Rastros de unos vagones

Rastros de unos vagones perdidos

Canelones tendrá el primer sitio de memoria del

país concebido según los protocolos internacionales.


Por Mariana Abreu – Brecha  - 26 4 19

Foto: gentileza equipo de excavación arqueológica.
La investigación antropológica de un antiguo centro clandestino de tortura en Canelones, próximo a convertirse en sitio de memoria, reafirma que la lógica represiva de la dictadura no fue la misma en todos los rincones del país. La formación de quienes practicaban la tortura y el vínculo entre secuestrados y represores son algunas de las características que distinguen a Los Vagones de los centros clandestinos de la capital.

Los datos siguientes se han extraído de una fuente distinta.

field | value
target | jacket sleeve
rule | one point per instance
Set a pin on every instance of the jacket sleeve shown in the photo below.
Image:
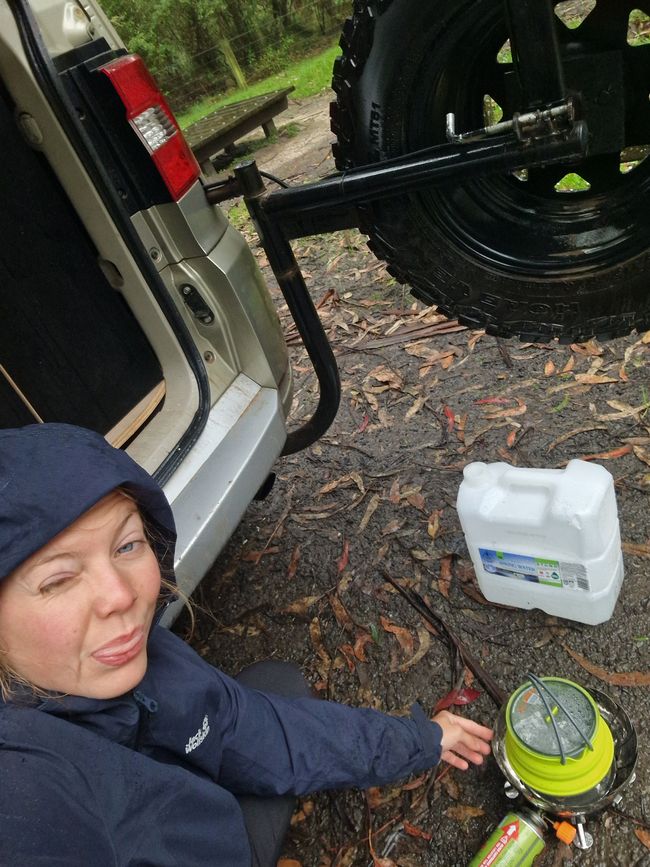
(258, 743)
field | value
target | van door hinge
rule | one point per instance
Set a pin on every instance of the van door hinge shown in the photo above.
(197, 306)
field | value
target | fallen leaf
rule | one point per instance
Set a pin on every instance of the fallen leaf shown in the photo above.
(293, 563)
(317, 641)
(416, 500)
(370, 510)
(256, 556)
(643, 834)
(343, 560)
(301, 606)
(331, 486)
(360, 646)
(636, 550)
(424, 644)
(340, 612)
(584, 429)
(590, 348)
(444, 579)
(520, 409)
(403, 636)
(622, 678)
(415, 783)
(433, 524)
(610, 455)
(416, 407)
(414, 831)
(451, 418)
(464, 695)
(642, 454)
(462, 813)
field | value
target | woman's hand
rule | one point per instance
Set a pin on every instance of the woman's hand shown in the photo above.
(463, 740)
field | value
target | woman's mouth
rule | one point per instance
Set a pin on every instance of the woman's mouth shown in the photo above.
(122, 649)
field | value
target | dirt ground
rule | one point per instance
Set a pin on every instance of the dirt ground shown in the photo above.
(304, 577)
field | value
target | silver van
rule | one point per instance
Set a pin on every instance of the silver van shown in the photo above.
(128, 304)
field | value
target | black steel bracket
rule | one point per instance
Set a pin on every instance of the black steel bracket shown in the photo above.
(330, 204)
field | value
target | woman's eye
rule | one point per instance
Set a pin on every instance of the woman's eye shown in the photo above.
(129, 547)
(54, 584)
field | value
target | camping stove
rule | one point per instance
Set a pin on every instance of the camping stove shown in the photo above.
(570, 753)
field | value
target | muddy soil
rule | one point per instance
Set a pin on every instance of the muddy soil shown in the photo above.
(305, 576)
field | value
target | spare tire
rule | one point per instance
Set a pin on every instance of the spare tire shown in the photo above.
(510, 253)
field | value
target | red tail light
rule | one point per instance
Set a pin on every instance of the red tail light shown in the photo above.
(152, 119)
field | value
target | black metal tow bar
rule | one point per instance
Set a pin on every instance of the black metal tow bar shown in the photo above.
(330, 204)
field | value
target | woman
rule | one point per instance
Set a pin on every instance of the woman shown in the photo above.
(119, 745)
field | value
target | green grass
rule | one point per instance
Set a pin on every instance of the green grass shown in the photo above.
(309, 76)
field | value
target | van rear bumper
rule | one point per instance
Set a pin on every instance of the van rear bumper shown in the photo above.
(212, 488)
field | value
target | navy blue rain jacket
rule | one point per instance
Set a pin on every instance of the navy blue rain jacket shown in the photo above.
(150, 778)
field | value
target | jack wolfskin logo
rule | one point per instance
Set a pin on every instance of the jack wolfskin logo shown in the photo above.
(197, 739)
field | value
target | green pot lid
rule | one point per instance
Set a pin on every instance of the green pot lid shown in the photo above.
(559, 744)
(529, 719)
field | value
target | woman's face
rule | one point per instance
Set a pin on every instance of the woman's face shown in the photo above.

Año 1976, faltaba poco para la primavera. Caminaba por la plaza cuando sintió el caño del revólver en sus costillas. Dos policías vestidos de civil lo empujaron hasta una combi y le taparon los ojos con la bufanda que llevaba. La noche estaba fresca. Prestó atención al sentido de la marcha de la camioneta y a las veces que doblaba, hasta que se desorientó. El vehículo se detenía a recoger a otros como él.

No supo dónde se encontraba hasta después de algunos días, cuando se las ingenió para oír y ver a pesar de la capucha. Estaba secuestrado en el centro clandestino Los Vagones, en el barrio Olímpico de Canelones. El mote guarda relación con los vagones de tren que había en el interior de la edificación, junto a un conjunto de celdas y otras construcciones precarias.

Eduardo Saldombide, ahora con 65 años, vuelve a estar parado donde antes se hallaban los vagones. “Nos tenían en un baño, todos de plantón. Cada tanto entraban, sabíamos por el olor a cigarro, y si te habías aflojado o recostado un poco a la pared, ya te daban. Los vagones se usaban para interrogatorios, en el pasillo que los separaba te colgaban con las manos hacia atrás hasta que te desmayabas”, cuenta.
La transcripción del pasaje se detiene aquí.